Saturday, May 12, 2012

The Day the Music Died

I saw a copy of Rolling Stone Magazine yesterday. It's interesting that this magazine was originally a child of the sixties, an advocate of the counter-culture, and a voice for revolution. It's since become an organ for the broadcast of conspicuous consumption and a kind of moving wax museum of that fossilized version of music known as Rock and Roll. It's pop cultural emphasis makes it, not withstanding the occasional revelations of investigative journalists, a perfect example of how our civilization can co-opt just about anything that opposes it.

Rock and Roll is now an institution. It has no relevance at all to revolution although it's quick enough to don the attire of revolution, do the posturing, and charge $75 a ticket. And that last part ($75per) has lots of people still putting their faith in it.

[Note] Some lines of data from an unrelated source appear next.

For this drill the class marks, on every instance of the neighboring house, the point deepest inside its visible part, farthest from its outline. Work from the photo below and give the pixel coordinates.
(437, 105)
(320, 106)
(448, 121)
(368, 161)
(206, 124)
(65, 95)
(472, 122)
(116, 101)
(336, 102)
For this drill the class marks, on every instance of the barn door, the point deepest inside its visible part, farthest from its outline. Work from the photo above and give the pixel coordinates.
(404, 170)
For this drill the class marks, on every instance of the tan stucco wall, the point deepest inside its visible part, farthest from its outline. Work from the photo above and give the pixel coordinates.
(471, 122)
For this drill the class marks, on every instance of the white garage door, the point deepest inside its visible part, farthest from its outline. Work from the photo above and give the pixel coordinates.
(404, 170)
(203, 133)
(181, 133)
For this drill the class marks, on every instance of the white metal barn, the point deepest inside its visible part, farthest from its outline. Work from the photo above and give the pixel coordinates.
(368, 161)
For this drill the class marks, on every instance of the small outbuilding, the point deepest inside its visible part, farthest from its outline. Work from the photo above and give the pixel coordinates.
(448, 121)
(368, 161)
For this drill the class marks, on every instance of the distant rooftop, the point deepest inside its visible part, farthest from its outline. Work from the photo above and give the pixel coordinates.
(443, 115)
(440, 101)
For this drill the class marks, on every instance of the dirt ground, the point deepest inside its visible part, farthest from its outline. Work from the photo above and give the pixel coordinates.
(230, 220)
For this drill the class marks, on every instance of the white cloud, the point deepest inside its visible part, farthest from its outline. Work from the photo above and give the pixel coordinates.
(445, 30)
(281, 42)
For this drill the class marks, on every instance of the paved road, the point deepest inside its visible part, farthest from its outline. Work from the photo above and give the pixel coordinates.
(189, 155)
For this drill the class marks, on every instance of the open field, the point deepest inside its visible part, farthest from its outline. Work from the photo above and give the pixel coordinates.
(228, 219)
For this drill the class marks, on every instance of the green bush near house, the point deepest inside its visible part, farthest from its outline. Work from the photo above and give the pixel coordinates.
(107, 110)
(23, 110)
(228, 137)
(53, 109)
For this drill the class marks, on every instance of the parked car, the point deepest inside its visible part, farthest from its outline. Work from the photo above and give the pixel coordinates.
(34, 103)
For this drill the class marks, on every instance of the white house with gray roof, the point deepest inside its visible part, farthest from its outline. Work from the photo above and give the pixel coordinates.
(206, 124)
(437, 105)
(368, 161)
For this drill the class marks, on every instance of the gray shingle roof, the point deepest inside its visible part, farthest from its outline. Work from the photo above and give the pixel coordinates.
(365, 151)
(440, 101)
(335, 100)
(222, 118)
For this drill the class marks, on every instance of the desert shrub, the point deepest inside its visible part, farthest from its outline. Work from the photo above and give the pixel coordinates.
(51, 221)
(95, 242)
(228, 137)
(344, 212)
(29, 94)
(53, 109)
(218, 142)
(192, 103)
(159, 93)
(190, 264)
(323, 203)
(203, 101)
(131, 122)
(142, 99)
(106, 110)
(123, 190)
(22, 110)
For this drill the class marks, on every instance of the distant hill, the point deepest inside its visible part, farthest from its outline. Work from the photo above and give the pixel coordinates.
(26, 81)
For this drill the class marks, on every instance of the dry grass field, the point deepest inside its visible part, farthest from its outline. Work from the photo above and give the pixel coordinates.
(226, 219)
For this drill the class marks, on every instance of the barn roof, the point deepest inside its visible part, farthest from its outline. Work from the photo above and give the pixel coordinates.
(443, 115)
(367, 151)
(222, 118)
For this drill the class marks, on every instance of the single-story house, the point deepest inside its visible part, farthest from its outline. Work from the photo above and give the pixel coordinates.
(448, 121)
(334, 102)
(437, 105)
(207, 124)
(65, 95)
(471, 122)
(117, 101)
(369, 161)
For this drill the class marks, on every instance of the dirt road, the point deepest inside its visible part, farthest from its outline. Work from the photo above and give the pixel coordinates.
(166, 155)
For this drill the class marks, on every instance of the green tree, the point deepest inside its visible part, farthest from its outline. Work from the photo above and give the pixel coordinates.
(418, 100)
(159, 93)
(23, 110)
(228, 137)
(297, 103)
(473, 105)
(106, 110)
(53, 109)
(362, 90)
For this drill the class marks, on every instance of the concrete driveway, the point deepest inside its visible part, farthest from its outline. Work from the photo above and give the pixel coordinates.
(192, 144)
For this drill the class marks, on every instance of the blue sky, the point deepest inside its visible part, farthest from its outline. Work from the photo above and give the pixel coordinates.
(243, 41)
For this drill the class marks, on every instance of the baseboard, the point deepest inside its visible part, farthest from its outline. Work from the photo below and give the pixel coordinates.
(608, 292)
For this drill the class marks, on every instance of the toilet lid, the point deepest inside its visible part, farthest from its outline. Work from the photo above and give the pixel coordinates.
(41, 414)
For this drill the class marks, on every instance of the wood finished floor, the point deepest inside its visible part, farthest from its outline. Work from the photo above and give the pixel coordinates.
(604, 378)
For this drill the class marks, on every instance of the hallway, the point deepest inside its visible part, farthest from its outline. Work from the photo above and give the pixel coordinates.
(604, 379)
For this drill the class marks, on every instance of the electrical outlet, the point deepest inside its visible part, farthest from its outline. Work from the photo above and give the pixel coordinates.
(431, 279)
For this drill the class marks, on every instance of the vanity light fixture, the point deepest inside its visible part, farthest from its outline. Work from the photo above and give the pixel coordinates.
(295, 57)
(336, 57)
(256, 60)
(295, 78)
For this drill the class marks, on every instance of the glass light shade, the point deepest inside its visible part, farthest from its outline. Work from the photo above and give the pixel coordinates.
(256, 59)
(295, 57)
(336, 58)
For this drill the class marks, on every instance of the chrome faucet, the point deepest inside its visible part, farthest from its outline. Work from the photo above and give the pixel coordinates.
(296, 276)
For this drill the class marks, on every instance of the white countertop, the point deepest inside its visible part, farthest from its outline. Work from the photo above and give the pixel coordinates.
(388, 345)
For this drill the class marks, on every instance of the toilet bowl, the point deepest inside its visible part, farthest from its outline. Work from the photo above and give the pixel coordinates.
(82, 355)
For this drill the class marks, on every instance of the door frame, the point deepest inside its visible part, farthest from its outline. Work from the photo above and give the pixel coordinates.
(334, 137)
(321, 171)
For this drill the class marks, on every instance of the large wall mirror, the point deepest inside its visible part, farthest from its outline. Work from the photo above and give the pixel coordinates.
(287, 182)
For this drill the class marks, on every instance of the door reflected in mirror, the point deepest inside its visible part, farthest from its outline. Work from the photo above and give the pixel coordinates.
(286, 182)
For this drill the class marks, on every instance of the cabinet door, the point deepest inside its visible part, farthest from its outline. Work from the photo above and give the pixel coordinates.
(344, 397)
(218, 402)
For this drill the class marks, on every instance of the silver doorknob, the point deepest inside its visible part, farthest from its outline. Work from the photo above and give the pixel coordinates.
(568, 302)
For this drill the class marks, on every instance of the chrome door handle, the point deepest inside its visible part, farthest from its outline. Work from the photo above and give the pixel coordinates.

If we look at the changes in music that occurred between 1930 and 1970 we can trace how revolutionary zeal emerged out of pop culture. For the period from 1970 - 2012 we can see that the idea of revolution has been hollowed out and given a hall of fame in the mid-west, almost like a cemetery plot where the ghouls dance the night away. We can also see a great deal of innovation going on in the period before 1970. And since then? Other than a few Baroque masterpieces like Pink Floyd's "The Wall", the forms have become so tired and vapid that even that muddled outreach from the ghetto known as rap can't give it a pulse. Teenage music played by middle aged hipsters. And today's teenagers find a voice in pre-1970's music, but no voice of their own. At least not a voice with the form and substance needed to survive the quicksands of loudness, self-indulgence, and bad lyrics.

So why we might ask does anyone continue to bother with such a moribund art form? Too many of us are not living in the Present. Too many of us have grown attached to the idea of fun and rock and roll while failing to notice that the world has moved on. Our attachment to the past offers us no clue on how to deal with the present and the future. Rock and Roll has long since sold out, but it's kept a finger on the snooze button for a lot of us.

Rock used to be about innovation and revolution. Really.